Entropy is a measure of uncertainty.
\begin{equation}
    \mathrm{H}[x] := \sum_x p(x)log_n \frac{1}{p(x)} = -\sum_x p(x)log_n \big( p(x) \big)
\end{equation}

If n=2, the unit of measurement is in bits.

In [None]:
#Observe how Entropy changes with the spread of data 
X = np.arange(5)
Z = Y = X 

pX = np.array([ 0.2, 0.2, 0.2, 0.2, 0.2])
pY = np.array([ 0.2, 0.2, 0.2, 0.15, 0.25])
pZ = np.array([ 0.15, 0.35, 0.25, 0.1, 0.15])

pl.figure(figsize=(10,5))
pl.subplot(131)
pl.stem(X, pX) 
pl.ylabel('p(X)')

pl.subplot(132)
pl.stem(Y, pY)
pl.ylabel('p(Y)')

pl.subplot(133)
pl.stem(Z, pZ)
pl.ylabel('p(Z)')

pl.show()

def calc_entropy(p):
    return #TODO

print(calc_entropy(pX), calc_entropy(pY), calc_entropy(pZ))

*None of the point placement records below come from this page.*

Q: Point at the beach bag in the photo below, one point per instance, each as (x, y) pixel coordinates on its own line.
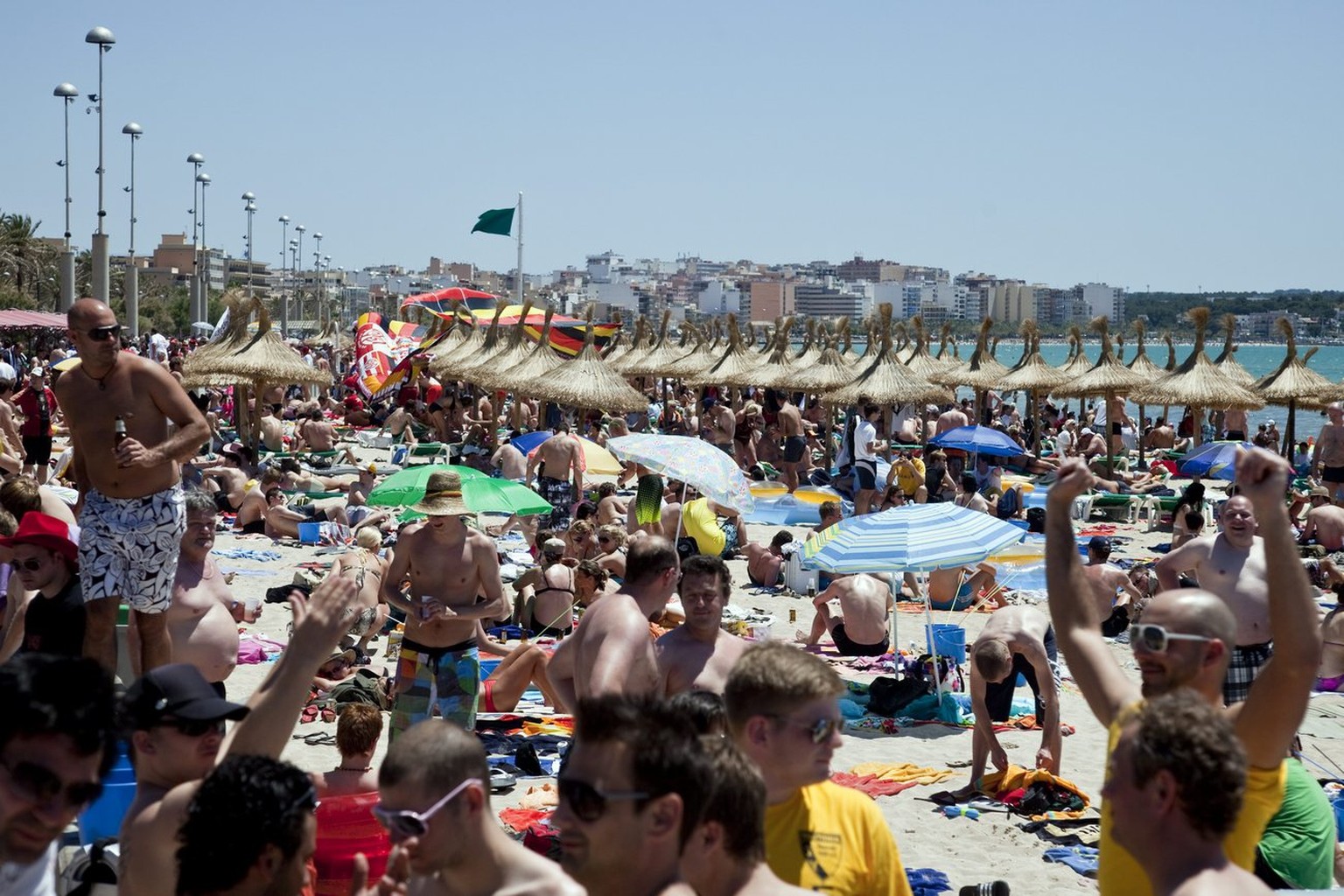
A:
(365, 687)
(887, 696)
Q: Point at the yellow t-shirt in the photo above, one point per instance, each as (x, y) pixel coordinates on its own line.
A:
(1121, 875)
(906, 479)
(834, 840)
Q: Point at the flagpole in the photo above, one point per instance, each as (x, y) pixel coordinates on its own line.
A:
(521, 248)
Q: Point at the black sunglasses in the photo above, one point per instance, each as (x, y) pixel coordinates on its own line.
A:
(195, 727)
(820, 730)
(104, 333)
(403, 822)
(588, 802)
(37, 783)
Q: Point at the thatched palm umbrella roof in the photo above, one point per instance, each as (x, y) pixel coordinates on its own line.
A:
(887, 381)
(260, 359)
(588, 382)
(516, 351)
(737, 358)
(448, 360)
(1226, 361)
(539, 360)
(491, 346)
(1196, 382)
(1294, 383)
(774, 369)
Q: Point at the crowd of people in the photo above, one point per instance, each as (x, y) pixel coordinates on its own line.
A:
(701, 760)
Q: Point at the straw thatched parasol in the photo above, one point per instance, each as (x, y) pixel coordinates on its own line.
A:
(449, 360)
(1294, 383)
(774, 369)
(1226, 363)
(887, 381)
(588, 382)
(1196, 383)
(1108, 378)
(541, 360)
(735, 359)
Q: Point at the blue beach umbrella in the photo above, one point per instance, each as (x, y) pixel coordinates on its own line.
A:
(1216, 459)
(978, 439)
(913, 537)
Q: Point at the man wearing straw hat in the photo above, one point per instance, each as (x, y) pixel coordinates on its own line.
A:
(454, 580)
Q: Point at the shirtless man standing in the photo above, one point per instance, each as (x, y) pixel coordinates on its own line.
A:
(1231, 564)
(722, 424)
(132, 514)
(449, 569)
(612, 650)
(1328, 453)
(860, 630)
(203, 618)
(699, 654)
(561, 457)
(1015, 641)
(794, 442)
(1106, 580)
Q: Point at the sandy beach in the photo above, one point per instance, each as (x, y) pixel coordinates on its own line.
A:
(968, 850)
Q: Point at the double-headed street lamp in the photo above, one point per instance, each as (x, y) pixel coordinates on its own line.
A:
(195, 160)
(250, 206)
(132, 130)
(102, 39)
(67, 93)
(284, 298)
(203, 296)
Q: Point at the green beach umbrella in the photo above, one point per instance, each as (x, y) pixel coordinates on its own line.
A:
(408, 486)
(484, 494)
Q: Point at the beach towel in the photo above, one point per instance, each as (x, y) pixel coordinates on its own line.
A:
(1081, 858)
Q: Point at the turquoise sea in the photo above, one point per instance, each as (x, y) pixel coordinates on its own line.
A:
(1256, 359)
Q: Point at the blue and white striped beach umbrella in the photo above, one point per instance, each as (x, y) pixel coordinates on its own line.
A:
(913, 537)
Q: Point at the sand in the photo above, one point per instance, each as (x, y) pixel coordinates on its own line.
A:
(990, 848)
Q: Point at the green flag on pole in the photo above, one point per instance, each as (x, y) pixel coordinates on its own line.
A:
(496, 220)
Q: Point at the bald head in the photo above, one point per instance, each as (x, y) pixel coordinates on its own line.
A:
(1194, 612)
(88, 312)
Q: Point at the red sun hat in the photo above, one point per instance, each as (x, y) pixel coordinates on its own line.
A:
(46, 532)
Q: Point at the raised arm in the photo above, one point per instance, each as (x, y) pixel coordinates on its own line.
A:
(1071, 610)
(318, 626)
(1273, 710)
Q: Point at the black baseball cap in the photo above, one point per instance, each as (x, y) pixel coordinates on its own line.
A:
(176, 690)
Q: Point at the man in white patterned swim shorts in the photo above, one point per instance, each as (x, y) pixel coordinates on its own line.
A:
(130, 508)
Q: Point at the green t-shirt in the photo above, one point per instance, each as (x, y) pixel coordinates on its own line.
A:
(1298, 843)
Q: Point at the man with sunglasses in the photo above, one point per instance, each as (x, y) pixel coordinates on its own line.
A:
(1231, 566)
(250, 830)
(434, 801)
(784, 713)
(612, 652)
(1186, 641)
(132, 514)
(176, 723)
(634, 785)
(57, 742)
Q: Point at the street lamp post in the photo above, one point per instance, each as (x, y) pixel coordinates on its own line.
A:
(203, 294)
(195, 160)
(298, 281)
(284, 298)
(133, 130)
(318, 266)
(248, 207)
(102, 39)
(67, 94)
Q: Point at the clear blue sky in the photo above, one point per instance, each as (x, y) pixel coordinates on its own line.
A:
(1173, 144)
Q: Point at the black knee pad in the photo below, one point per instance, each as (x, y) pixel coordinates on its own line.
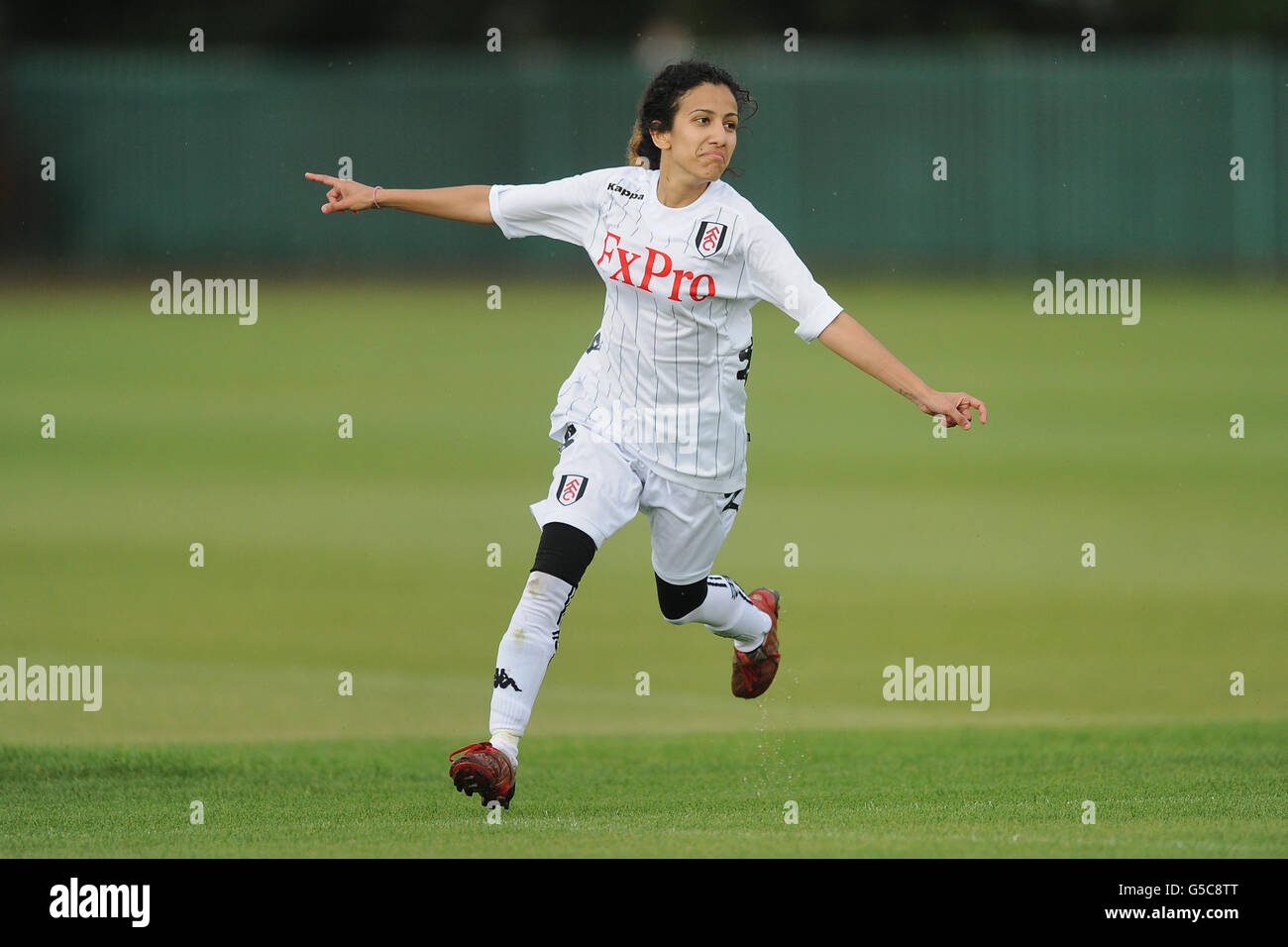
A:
(565, 552)
(678, 600)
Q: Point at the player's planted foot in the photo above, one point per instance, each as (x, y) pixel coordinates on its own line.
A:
(484, 770)
(754, 672)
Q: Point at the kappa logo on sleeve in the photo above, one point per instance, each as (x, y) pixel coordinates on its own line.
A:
(571, 488)
(709, 237)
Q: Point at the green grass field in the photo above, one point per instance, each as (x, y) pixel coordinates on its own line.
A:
(370, 556)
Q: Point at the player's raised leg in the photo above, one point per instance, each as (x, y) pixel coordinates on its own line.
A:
(528, 644)
(593, 492)
(688, 528)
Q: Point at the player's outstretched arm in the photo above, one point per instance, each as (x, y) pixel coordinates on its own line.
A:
(467, 202)
(855, 344)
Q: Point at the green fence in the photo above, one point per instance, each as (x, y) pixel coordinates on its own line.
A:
(1054, 158)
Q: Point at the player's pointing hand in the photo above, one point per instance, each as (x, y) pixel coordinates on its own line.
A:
(956, 407)
(344, 195)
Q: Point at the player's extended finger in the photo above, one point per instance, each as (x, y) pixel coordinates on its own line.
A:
(970, 399)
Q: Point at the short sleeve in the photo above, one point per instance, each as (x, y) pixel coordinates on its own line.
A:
(780, 277)
(563, 209)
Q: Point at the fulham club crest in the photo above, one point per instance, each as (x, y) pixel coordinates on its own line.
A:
(709, 237)
(571, 487)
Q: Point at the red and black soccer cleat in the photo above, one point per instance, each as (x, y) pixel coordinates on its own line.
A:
(485, 771)
(754, 672)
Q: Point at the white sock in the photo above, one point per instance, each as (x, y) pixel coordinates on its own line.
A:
(523, 656)
(729, 613)
(507, 742)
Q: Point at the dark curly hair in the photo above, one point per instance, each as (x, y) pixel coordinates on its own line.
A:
(661, 102)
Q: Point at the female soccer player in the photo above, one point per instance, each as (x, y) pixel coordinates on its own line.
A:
(652, 416)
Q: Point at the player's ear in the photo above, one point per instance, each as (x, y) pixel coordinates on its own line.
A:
(662, 140)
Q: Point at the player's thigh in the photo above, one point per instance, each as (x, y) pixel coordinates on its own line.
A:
(592, 487)
(688, 527)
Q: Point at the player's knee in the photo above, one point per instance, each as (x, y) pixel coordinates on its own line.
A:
(565, 552)
(679, 600)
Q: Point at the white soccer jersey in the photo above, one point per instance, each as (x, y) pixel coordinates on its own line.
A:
(666, 372)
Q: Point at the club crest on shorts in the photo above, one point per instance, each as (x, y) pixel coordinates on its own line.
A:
(571, 487)
(709, 237)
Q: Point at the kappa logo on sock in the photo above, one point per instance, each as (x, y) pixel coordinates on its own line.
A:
(503, 681)
(571, 488)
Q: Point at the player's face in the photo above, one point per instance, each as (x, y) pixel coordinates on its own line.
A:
(703, 133)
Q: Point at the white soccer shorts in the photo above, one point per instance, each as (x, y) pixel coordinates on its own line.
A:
(599, 486)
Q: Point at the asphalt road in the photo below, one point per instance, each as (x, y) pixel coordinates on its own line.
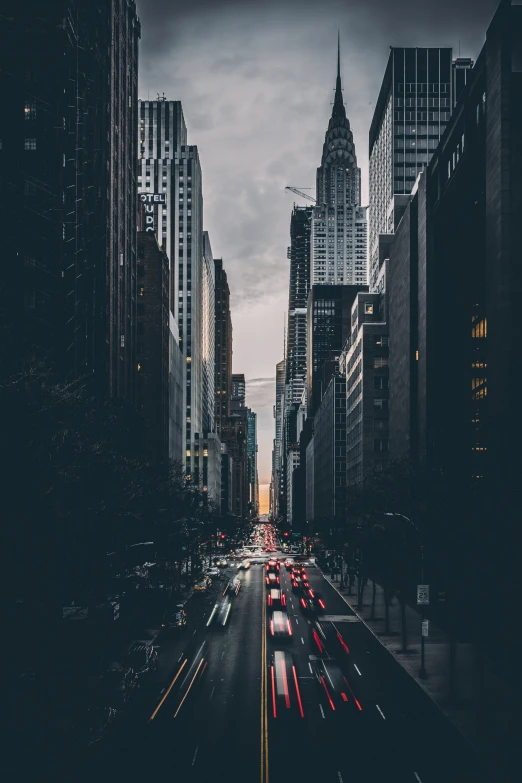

**Exercise 3.1.1** Consider the Bernoulli trial of tossing a coin (unfair coin) with event space X. Let $p(X=1)$ be the probability of obtaining a head. Calculate the entopy for $p(X=1) \in [0,1]$ and show that entopy decreases as the uncertainty decreases.

In [None]:
#Answer

## 3.2 Kullback-Leibler (KL) divergence or Relative Entropy

KL divergence measures how dissimilar two probability distributions are.
\begin{equation}
    \mathrm{KL}(p||q) := \sum_x p(x) log_n \frac{p(x)}{q(x)}
\end{equation}

In [None]:
def calc_KL(p, q):
    return #TODO

print('KL(p||p)', calc_KL(pX, pX)) #Note min(KL) is zero when iff p=q
print('KL(p||q)', calc_KL(pX, pY))
print('KL(q||p)', calc_KL(pY, pX)) # Note KL is not symmetric

## 4. Bayes' Rule

\begin{equation}
    p(Y=y|X=x) = \frac{p(X=x|Y=y) p(Y=y)}{\sum_{y'} p(X=x|Y=y')p(Y=y')}
\end{equation}

**Exercise 4.1.1** 

0.4% of a population is having a particular genetic disorder. In order to test the disorder, a person has undergone a medical test which has a **sensitivity** of 80% (if a person has the disorder, the test result will be positive with a probability of 0.8) and a **false alarm** of 10%. If the test is positive, what is the probability of person the having the particular genetic disorder?